Questions over the safety and efficacy of Nuedexta date back to the FDA approval process when two committee members warned that evidence suggesting Nuedexta was effective in treating disorders outside PBA was “weak”. Despite the risks and warnings, the FDA approved the drug, and was promptly met with an outpouring of complaints about adverse side effects.
Currently, the list of possible side effects of taking Nuedexta is lengthy, including:
- Gas, diarrhea, or vomiting
- Easy bruising or bleeding
- Headache accompanied by chest pain, dizziness, or fainting
- Fluttering, fast, or pounding heartbeats
- Flu-like symptoms
- Liver problems (upper stomach pain, fatigue, loss of appetite, jaundice, etc.)
- High serotonin levels (hallucinations, fever, agitation, loss of coordination, fainting, etc.)
It is noted that older adults are more likely to suffer from side effects like confusion, constipation, and dry mouth. Nuedexta has been FDA approved to treat patients with PBA, including elderly patients also suffering from psychiatric conditions like dementia, even though research is extremely limited about whether it is really safe or effective.
Another warning related to Nuedexta is the fact that it is contraindicated with many medications commonly prescribed, including antibiotics, MAOI inhibitors, antidepressants, blood pressure and heart medication, antifungal medications, and certain medications used to treat cancer.
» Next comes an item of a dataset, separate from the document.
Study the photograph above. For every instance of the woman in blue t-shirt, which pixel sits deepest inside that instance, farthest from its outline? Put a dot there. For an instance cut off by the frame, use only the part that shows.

The Director of the University of Southern California’s California Alzheimer’s Disease Center warns that there are potentially dangerous interactions between Nuedexta and many of the medications commonly prescribed to elderly patients.
Nuedexta Complaints and Lawsuits
With so much controversy, and a flood of adverse event reports, researchers have initiated numerous studies to address the safety and efficacy of Nuedexta. CNN also launched an investigation aimed at raising awareness of the dangers of Nuedexta and the unethical way in which the drug has been managed by the manufacturer and some doctors. According to the CNN analysis, almost half of Nuedexta claims filed with Medicare were filed by doctors who had been compensated by Avanir, either via payments or meals.
As for the safety and efficacy in the elderly population, one recent study focused on 194 patients with Alzheimer’s and found that patients taking Nuedexta suffered from falls at greater than twice the rate of those taking a placebo. Perhaps not surprisingly, since 2011, hundreds of complaints have been filed with the FDA, with many reporting dizziness, confusion, and falls.
As questions of safety and effectiveness linger, so do questions about the ethics of using Nuedexta in patients with dementia. For many years, medications operating like chemical restraints (antipsychotics) have been frowned up or even banned from use. Now, there are questions about whether Nuedexta is being inappropriately prescribed as an alternative to such medications, especially among patients suffering from outbursts or unruly behavior.
So far, Nuedexta has been linked to 113 hospitalizations, 51 deaths, 102 adverse sedation and sleepiness events, and 101 adverse dizziness, confusion, or fall reports. Looking ahead, there is a great need for more clinical trials and studies to determine exactly what the risks and benefits of Nuedexta are among patients with dementia. Nuedexta has only been FDA approved in patients with PBA regardless of any comorbid conditions. Further research is also needed to determine if healthcare providers are inappropriately diagnosing PBA and prescribing Nuedexta for other reasons as research suggests may be the case.